Download or read book Margaret Daughter of Destiny written by Christine Lynch and published by Austin Macauley Publishers. This book was released on 2023-09-15 with total page 346 pages. Available in PDF, EPUB and Kindle. Book excerpt: “The damage done tonight will resound down the generations!” These words, spoken in anger by an outraged mother in the year 1904, will prove prophetic. Fourteen years later, a child enters the world, innocent, yet blighted by the repercussions of a distant crime, committed on a summer night, in remote Western Australia. From the beginning, the odds are stacked against Margaret as she is robbed of her childhood. In due course, Margaret reaches adulthood and to her horror, finds herself powerless to prevent the outcome she most dreads. The malevolent forces of destiny reach down to a further generation and into the lives of her children. This story is a tribute to the courage and tenacity of a mother’s love. It plays out against the backdrop of a period spanning two world wars, a great depression and the dawn of a new millenium.

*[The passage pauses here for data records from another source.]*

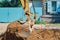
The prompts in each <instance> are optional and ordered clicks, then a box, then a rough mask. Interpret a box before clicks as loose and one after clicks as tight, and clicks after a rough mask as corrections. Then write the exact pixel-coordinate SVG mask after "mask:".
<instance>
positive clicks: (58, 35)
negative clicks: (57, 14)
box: [0, 23, 60, 40]
mask: <svg viewBox="0 0 60 40" xmlns="http://www.w3.org/2000/svg"><path fill="white" fill-rule="evenodd" d="M8 24H9V23H0V33H1V32H4V31H2V30H5V29H4V27H6V26H7V25H8ZM37 26H38V27H37ZM1 27H3V29H1ZM7 37H8V36H7ZM13 39H14V40H15V38H13ZM0 40H2V39H1V38H0ZM18 40H24V39H23V38H19V39H18ZM26 40H60V24H45V25H44V24H36V25H35V28H34V30H33V32H32V33H31V34H30V35H29V36H28V37H27V38H26Z"/></svg>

Through all of this, Margaret faces the additional challenges of being a single mother in an unforgiving era. The story follows the relentless power of generational forces, pitted against the strength of the human spirit. It relives one woman’s heroic struggle to change the future. Margaret forges a path – ultimately – to release and redemption. Margaret’s story is told by the person who shared so closely in this journey of struggle and redemption: her daughter.

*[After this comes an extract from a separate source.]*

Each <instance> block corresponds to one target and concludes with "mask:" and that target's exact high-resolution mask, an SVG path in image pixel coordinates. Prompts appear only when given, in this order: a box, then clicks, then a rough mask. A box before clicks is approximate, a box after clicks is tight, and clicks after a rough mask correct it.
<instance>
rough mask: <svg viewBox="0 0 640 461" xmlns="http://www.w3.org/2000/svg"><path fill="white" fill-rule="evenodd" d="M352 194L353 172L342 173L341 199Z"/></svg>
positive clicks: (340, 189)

Download or read book Another Life written by I︠U︡riĭ Trifonov and published by Northwestern University Press. This book was released on 1999 with total page 364 pages. Available in PDF, EPUB and Kindle. Book excerpt: "Beyond their acute depiction of life in the Soviet Union, Yuri Trifonov's novellas offer an extraordinarily rich literary encounter in the tradition of great nineteenth-century Russian writing. "Another Life" is the story of Olga, a woman suddenly widowed and attempting to grasp the memory of her brilliant, erratic husband and to understand their life together. Possessed with a passion for truth, able to appreciate how the past affects the present, he could not hope to flourish in a society where intrigue and moral compromise were the norm." "A sharp, satirical portrait of an academic opportunist, "The House on the Embankment" is paradoxically laced with compassion and humor. Vadim Alexandrovich Glebov rises from shabby origins to become an apparatchik yet in so doing suffers his share of oppression - from society, from former friends, and, most significantly, from his total inability to make decisions." --Book Jacket.